Home » Blogs » stormy's blog

5 things every company should have for managing open source

FOSSBazaar is no longer being updated. The information on this site is preserved for your convenience but may be out of date. Please visit Linux Foundation's Open Compliance Program for current information and activities.

stormy's picture
Posted January 16th, 2008 by Stormy Peters

I'm a big fan of open source because I hate reinventing the wheel.  Open source software enables developers to get straight to the business of creating new and better technology solutions for all of us.   They want to build a new social media application?  All the building blocks are out there already and they can start designing and implementing their app immediately.

So it's very frustrating to watch company after company reinvent the wheel when it comes to managing open source software.   That's why OpenLogic exists: to help companies manage open source software.  (It's also why I work at OpenLogic!)  That's why FOSSBazaar now exists: to help companies share best practices around open source software.  So I thought I'd kick it off with 5 things every company should have.

  1. An open source champion.  Somebody whose job it is to make sure the company is using open source software to their best advantage.  Use open source, don't reinvent the wheel.  Do make sure you use it correctly and mitigate the business risks.  This person is the focal point, the go-to guy, the "can I use this?", "do I want to?" guy.  (Can also be a gal - there's several of us who have done this.)
  2. A strategy.  The whole company should know why it's in the company's best interests to use open source software.  Using open source to save money is different than using it to build community. It can do both.
  3. Policy.  (Comes after strategy.)  It should be clear to everyone in the company when they can use open source, when they shouldn't, how to get approval if necessary, how to check the license, can they work on open source software in their free time, etc.
  4. Review board.  I've yet to meet any company that says anybody can use any open source they want to without any review.  At the very minimum there should be an attorney who reads the license.  Some kind of review.
  5. Audit & tracking process.  At some point you'll want to know who is using what, if only so team A can get help with team B so that team A doesn't have to reinvent the wheel figuring out how to get that piece of open source software working in their environment.  It's also helpful if there's ever an issue with a product or a license - you can let everyone know right away! 
Do you have those five?  Any others you would add?
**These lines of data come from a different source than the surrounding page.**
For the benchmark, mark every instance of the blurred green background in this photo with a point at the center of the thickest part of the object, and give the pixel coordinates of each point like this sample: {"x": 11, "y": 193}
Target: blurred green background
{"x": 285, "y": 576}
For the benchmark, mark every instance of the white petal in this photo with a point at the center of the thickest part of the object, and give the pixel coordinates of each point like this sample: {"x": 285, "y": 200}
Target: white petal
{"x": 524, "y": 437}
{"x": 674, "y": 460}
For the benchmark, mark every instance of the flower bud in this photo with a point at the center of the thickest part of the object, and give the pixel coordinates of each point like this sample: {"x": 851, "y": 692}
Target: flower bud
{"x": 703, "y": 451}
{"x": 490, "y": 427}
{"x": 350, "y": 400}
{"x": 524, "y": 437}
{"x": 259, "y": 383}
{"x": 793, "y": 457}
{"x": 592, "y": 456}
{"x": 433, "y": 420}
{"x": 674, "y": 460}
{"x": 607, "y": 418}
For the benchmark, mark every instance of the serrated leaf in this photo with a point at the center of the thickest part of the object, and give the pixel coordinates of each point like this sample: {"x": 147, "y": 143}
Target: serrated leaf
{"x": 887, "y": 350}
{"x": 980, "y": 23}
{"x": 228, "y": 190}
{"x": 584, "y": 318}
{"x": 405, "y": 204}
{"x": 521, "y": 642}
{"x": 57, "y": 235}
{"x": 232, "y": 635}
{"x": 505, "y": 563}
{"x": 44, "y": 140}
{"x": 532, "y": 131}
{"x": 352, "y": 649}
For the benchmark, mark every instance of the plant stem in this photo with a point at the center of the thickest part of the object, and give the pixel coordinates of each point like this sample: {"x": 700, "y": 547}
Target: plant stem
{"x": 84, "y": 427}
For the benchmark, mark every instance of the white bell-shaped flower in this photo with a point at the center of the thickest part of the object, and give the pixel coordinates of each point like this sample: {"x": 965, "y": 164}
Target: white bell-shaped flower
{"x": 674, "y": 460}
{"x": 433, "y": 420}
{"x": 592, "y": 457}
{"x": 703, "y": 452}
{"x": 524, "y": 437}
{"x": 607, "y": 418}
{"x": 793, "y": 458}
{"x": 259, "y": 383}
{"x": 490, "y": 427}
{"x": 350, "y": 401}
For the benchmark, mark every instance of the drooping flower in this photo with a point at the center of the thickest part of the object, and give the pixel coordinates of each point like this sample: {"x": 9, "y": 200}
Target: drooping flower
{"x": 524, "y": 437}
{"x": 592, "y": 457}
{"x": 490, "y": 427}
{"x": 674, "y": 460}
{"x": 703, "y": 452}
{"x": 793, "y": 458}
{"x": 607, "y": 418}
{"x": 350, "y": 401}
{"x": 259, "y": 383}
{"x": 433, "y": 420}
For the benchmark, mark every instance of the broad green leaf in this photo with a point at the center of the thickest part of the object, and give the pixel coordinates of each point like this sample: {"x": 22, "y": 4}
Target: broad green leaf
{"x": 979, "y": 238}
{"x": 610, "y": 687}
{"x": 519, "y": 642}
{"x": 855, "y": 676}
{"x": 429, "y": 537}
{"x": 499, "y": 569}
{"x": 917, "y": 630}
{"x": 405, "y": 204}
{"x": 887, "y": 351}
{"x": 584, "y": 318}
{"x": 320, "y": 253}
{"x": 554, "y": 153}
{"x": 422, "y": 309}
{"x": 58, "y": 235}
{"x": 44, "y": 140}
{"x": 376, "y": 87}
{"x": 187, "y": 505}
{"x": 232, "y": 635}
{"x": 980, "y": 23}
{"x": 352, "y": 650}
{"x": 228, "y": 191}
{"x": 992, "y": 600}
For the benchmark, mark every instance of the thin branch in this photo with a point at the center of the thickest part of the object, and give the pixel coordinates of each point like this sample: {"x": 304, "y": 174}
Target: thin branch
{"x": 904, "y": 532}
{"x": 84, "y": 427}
I would add Maintenance and Support Policies

Submitted by George Pace on Thu, 2008-01-17 01:26.
Fundamentally, Open Source introduces 2 different issues, that I rarely hear anyone discuss A. You really need a maintenance policy. With the rapid advances in some Open Source projects, you can't stay static - Otherwise its going to be very hard to get support for something that is older than say .. 2 years ? You can throw in the Open Source Vulnerabilities Database as an extension to this B. Support Policies - Again, an organization needs to figure out what support level they are comfortable with. If you use nothing but "high profile" Open Source projects (i.e. Apache), a "Roll your Own" approach is feasible. Also, if you do use a formal support organization, you should check to make sure they have "committer" status to the projects you need to have supported. The last thing you want to worry about is whether the "fixes" you receive to problems are going to make it into subsequent versions of the product.